ISLAMABAD: Finance Minister Muhammad Aurangzeb met top officials from Dubai-based logistics giant DP World and discussed boosting trade through cooperation in infrastructure and logistics frameworks, Pakistani state media reported on Wednesday.
The meeting comes days after DP World, in collaboration with Pakistan’s National Logistics Corporation, launched a feeder service to transport shipping containers from Dubai to Karachi. DP World operates in over 75 countries, specializing in port operations, terminal management and logistics services. Feeder services use smaller vessels to transport containers between regional ports, reducing shipping costs and transit time.
Earlier this month, Pakistani officials and DP World also finalized terms for a freight corridor project from Karachi Port to the Pipri Marshalling yard in southern Pakistan.

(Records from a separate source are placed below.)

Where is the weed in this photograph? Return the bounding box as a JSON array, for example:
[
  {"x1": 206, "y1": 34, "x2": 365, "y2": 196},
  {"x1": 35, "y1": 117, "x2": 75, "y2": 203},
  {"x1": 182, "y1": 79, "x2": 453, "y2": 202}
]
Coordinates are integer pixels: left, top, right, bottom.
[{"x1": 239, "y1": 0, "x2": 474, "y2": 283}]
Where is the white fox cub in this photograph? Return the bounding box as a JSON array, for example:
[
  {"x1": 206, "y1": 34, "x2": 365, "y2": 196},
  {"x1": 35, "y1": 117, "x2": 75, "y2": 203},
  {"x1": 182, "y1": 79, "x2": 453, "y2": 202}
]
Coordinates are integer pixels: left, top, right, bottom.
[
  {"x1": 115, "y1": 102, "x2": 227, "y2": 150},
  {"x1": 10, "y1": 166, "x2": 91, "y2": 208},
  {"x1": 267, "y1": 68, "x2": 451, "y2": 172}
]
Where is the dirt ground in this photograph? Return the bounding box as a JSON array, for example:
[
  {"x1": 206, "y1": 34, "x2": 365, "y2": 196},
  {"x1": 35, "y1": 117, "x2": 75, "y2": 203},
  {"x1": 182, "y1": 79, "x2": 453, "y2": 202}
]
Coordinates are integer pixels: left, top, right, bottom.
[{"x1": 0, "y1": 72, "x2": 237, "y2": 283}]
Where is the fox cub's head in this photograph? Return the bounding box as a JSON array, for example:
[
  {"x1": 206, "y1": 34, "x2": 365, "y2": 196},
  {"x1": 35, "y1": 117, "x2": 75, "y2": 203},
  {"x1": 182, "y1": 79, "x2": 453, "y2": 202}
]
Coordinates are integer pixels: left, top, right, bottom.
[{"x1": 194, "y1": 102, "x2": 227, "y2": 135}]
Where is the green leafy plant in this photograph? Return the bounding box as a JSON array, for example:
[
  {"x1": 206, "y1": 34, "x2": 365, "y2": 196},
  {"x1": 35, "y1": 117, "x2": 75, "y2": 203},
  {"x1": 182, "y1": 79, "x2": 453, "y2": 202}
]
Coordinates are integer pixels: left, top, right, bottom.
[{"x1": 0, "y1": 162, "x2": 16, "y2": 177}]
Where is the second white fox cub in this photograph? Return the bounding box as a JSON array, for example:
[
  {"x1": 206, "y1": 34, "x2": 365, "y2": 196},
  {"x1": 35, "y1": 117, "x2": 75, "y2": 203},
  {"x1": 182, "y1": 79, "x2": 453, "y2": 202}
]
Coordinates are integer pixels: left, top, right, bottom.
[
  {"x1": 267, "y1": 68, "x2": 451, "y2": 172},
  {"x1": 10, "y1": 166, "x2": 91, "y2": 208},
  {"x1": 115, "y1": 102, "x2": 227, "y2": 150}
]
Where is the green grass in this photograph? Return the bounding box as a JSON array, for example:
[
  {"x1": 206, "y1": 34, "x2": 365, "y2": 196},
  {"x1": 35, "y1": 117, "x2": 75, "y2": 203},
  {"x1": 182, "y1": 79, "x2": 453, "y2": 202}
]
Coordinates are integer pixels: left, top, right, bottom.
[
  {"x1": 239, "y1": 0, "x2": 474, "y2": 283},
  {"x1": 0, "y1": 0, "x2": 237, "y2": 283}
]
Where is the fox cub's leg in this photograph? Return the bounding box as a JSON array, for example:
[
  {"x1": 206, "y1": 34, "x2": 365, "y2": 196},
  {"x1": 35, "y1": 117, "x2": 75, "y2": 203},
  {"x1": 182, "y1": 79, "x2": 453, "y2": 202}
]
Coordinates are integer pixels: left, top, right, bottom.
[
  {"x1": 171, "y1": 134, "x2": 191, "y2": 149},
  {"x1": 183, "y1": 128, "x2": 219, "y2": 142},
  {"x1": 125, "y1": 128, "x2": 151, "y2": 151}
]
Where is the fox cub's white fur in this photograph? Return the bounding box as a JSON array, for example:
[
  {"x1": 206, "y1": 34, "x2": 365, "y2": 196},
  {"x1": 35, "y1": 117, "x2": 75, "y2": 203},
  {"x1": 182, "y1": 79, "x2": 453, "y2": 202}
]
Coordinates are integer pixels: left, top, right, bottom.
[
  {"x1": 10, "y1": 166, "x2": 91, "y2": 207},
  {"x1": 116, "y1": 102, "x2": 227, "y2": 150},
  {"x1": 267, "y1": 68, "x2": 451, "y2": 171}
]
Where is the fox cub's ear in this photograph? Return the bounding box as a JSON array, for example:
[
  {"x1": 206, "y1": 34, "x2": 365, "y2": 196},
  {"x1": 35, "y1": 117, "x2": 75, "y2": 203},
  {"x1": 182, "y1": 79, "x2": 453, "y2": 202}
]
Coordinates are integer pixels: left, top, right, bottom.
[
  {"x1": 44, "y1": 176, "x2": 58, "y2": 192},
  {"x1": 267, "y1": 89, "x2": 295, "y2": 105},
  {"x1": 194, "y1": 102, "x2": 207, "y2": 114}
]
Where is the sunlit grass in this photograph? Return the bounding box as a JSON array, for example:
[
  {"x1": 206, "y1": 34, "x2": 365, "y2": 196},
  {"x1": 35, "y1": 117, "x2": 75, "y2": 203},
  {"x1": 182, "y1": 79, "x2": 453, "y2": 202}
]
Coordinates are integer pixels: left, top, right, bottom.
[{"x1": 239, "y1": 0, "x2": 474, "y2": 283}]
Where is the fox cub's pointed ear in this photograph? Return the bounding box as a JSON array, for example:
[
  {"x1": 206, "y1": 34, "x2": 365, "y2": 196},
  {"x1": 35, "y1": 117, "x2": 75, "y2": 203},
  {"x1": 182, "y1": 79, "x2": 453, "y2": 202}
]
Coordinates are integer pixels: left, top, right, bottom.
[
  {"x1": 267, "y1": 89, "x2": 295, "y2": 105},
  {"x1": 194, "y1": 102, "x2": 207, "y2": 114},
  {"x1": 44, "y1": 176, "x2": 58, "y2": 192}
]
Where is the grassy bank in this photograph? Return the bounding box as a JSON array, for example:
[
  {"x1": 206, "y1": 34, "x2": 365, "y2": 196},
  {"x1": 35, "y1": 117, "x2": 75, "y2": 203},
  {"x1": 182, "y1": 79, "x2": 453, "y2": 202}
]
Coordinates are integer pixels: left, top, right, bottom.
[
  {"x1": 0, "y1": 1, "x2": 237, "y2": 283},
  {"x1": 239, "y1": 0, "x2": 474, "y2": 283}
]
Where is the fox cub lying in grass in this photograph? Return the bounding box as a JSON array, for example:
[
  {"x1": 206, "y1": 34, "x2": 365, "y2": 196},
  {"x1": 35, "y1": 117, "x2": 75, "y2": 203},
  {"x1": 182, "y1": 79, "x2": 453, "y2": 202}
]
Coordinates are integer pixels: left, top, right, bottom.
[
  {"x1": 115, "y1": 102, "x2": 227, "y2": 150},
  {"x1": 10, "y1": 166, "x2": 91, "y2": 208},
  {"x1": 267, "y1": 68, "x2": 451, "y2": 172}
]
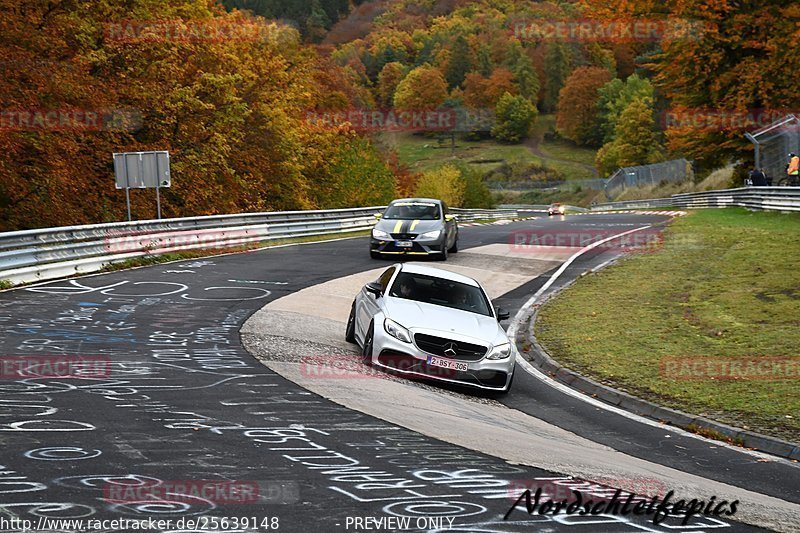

“Aurangzeb met with Chief Executive Officer and Managing Director of DP World Rizwan Soomar and Deputy CEO and Chief Financial Officer Yuvraj Narayan in Davos, Switzerland,” Radio Pakistan reported after the meeting.
“During the meeting, discussions focused on enhancing infrastructure and logistical frameworks in Pakistan to boost trade,” the report said, adding that the finance minister assured DP World it wanted to advance business-to-business and business-to-government collaboration with the company.
The UAE is Pakistan’s third-largest trading partner after China and the United States, and a major source of foreign investment, valued at over $10 billion in the last 20 years, according to the UAE foreign ministry. It is also home to more than a million Pakistani expatriates.
In January last year, Pakistan and the UAE signed multiple agreements worth more than $3 billion for cooperation in railways, economic zones and infrastructure.
The agreements cover the development of a dedicated freight corridor, multi-modal logistics park, and freight terminals.
Under the agreements, DP World will carry out infrastructure improvement at Qasim International Container Terminal, Pakistan’s leading trade gateway. The Emirati firm also plans to develop an economic zone near the terminal.
DP World is also involved in the Karachi Freight Corridor, an infrastructure project in Pakistan aimed at improving the movement of freight from the port city of Karachi, Pakistan’s largest, to various parts of the country. The project involves the construction of a dedicated double-track corridor and other related facilities that will run 50 km from Karachi port to the Pipri Marshalling yard.